On Fri, Jan 13, 2017 at 10:47 AM, Corey Cohen <appleco...@optonline.net> wrote:
> So I have a friend who is originally from the U.K.   He has his old BBC micro 
> from when
> he was a kid and wants to be able to use it here in the states.  His parents 
> threw out his old TV in the U.K.

There was actually an NTSC version of the BBC micro. I think you had
to fit a different colourburst crystal,
change a link to disable the phase switching of one of the colour
signals (which is what PAL means, of
course) and a different operating system ROM to reprogram the 6845 for
US rates. The last is probably the
hardest. But anyway...



>
> Is there a way to use a BBC Micro PAL version with a modern US LCD TV?  Do 
> some brands of modern
> TVs support both NTSC and PAL? Let's assume he may need to grab video before 
> the modulator.

I don't know about US TVs, but a lot of UK TVs support NTSC video.

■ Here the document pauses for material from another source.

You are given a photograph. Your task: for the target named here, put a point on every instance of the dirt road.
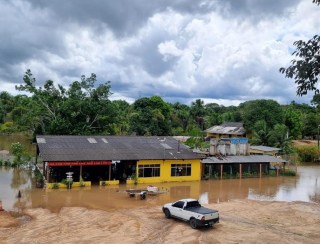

You have 3 video outputs on the Beeb :

UHF RF. This is the old UK analogue TV standard on what was channel
36. PAL encoded

Composite (on a BNC socket). This is UK scan rates, and monochrome by
default. Fitting a
link on the PCB will get PAL colour there.

RGB (on a 6 pin DIN socket). TTL levels, 3 colour signals (so 8
possible colours total) + sync.
If you can find a way to use that, do so. It gives by far the best picture.